Auf dem Kongress „Christenverfolgung heute“, der vom 23.-26. Oktober in Schwäbisch Gmünd stattfand, berichteten die Referenten davon, dass in den unterdrückten arabischen Ländern wöchentlich tausende von Moslems zum Christentum wechseln. Mosab Hassan Yousef ermutigte dabei, die Medien zu nutzen, um die Menschen vom „Monster Islam“ zu befreien. Den „Arabischen Frühling“ nannte er „eine große Verführung“, die „keine echte Revolution“ bedeute.

Zu den erfolgreichsten Instrumenten zur Verbreitung des Evangeliums gehörten das Fernsehen und neue soziale Internet-Netzwerke wie Facebook.
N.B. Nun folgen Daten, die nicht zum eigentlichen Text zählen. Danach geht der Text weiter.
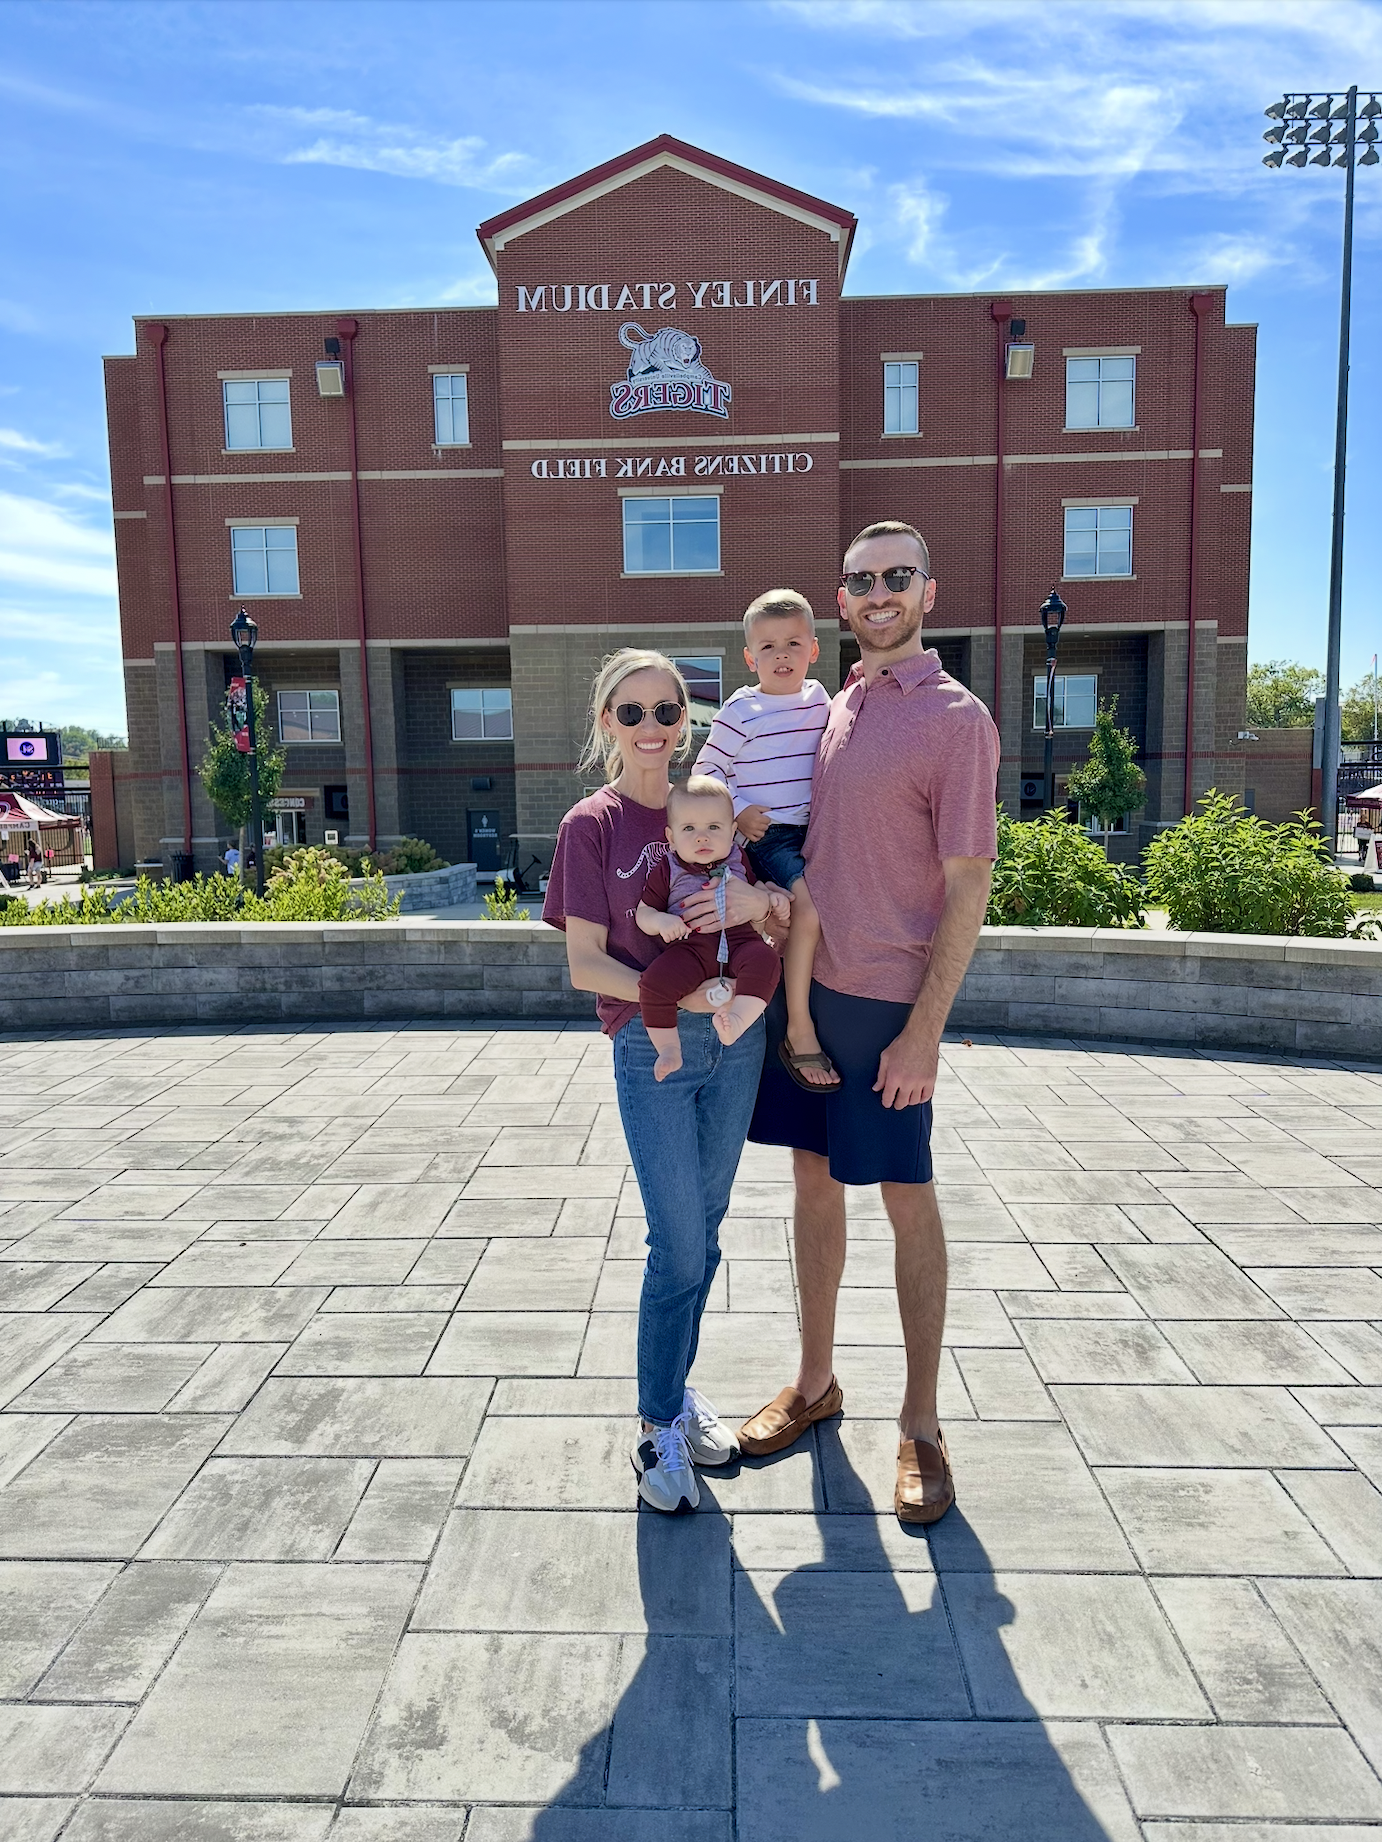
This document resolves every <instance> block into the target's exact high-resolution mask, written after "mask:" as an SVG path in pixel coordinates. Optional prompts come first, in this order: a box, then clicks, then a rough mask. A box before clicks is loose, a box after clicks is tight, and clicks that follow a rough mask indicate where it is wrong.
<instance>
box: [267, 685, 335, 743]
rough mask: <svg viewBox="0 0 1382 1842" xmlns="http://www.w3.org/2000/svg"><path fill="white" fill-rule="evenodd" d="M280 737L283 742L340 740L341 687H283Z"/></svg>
mask: <svg viewBox="0 0 1382 1842" xmlns="http://www.w3.org/2000/svg"><path fill="white" fill-rule="evenodd" d="M278 739H280V740H282V742H339V740H341V693H339V691H280V693H278Z"/></svg>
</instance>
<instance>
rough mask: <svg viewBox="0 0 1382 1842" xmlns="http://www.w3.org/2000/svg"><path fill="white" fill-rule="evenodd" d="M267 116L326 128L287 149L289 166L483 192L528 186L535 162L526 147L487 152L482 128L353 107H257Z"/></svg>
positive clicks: (275, 121) (265, 120)
mask: <svg viewBox="0 0 1382 1842" xmlns="http://www.w3.org/2000/svg"><path fill="white" fill-rule="evenodd" d="M252 112H254V114H258V116H260V118H262V120H264V122H267V123H271V125H280V127H286V129H324V131H326V133H321V134H317V138H315V140H311V142H310V144H308V146H293V147H286V149H282V151H280V153H278V155H276V158H280V160H282V164H284V166H345V168H354V169H356V171H365V173H391V175H392V177H396V179H424V181H431V182H433V184H439V186H470V188H475V190H481V192H510V190H523V188H521V184H516V181H518V175H520V173H521V171H525V169H527V168H529V166H531V162H529V158H527V155H521V153H496V155H492V153H488V151H486V144H485V140H481V136H479V134H459V136H455V138H450V140H448V138H439V136H435V134H426V133H424V131H420V129H411V127H400V125H398V123H394V122H376V120H372V118H370V116H363V114H356V112H354V111H350V109H282V107H267V105H262V107H256V109H254V111H252Z"/></svg>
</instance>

Auf besonders großes Interesse stießen Interviews und Kurzfilme, in denen ehemalige Muslime aus ihrem Leben und über ihre Enttäuschungen mit dem Islam berichten.

„Viele Muslime sind von ihrer Religion enttäuscht und suchen nach einem Gott, der ihnen echte Freiheit verspricht”,

sagte der Direktor des christlichen Fernsehsenders Al Hayat, Abu Ali, der selbst ein Ex-Muslim ist. Darauf reagiere der Sender, indem er „die Lügen des Koran“ aufdecke. Laut Abu Ali, dessen richtiger Name aus Sicherheitsgründen geheim gehalten wird, hat der Sender mehrere hundert Videoclips erstellt, die auch im Internet auf dem Internetportal YouTube zu sehen seien. Innerhalb eines Jahres habe es 500.000 Rückmeldungen gegeben. Zuschauer verteilten monatlich rund drei Millionen Kopien unter ihren Freunden.

Ex-Muslim: Kein Unterschied zwischen Mohammed und Gaddafi

Der christliche Publizist Mosab Hassan Yousef – Sohn eines Gründers der palästinensischen Terrororganisation Hamas – plädierte ebenfalls für eine stärkere Nutzung der neuen Medien, um Muslime vom – wie er sagte – „Monster Islam“ zu befreien. Den „Arabischen Frühling“ nannte er „eine große Verführung“, die „keine echte Revolution“ bedeute. Vielmehr werde ein islamisches Regime durch ein anderes ersetzt, während die Kontrolle der Religion über die Menschen bleibe. Zwischen dem Religionsstifter Mohammed (ca. 570-635) und dem am 20. Oktober getöteten libyschen Diktator Muammar al Gaddafi gebe es keinen Unterschied.

„Erst wenn Muslime gegen den Islam und seinen Begründer Mohammed protestieren, gibt es Grund zum Optimismus“,

so der in den USA lebende Yousef.

Christenheit soll sich auf das Ende des Islam vorbereiten

Nach Ansicht des Vorsitzenden der Schweizer Arbeitsgemeinschaft für Religionsfreiheit, Linus Pfister (Thun), sollte sich die Christenheit auf ein mögliches Ende des Islam vorbereiten. Je mehr Muslime die Widersprüche in ihrer Religion erkennten, desto stärker werde der Widerstand. Wie die kommunistischen Systeme in den neunziger Jahren des 20. Jahrhunderts könne auch der Islam unerwartet zusammenbrechen.

Bei der Suche nach einer neuen geistlichen Ausrichtung dürften die Menschen nicht alleingelassen werden. Sie brauchten kompetente Ansprechpartner, spezielle Literatur und Hilfestellung durch elektronische Medien. Dies sei nur durch gemeinsame Aktionen aller christlichen Hilfswerke möglich. Zum Islam bekennen sich rund 1,3 Milliarden Menschen. Größte Weltreligion ist das Christentum mit rund zwei Milliarden Angehörigen.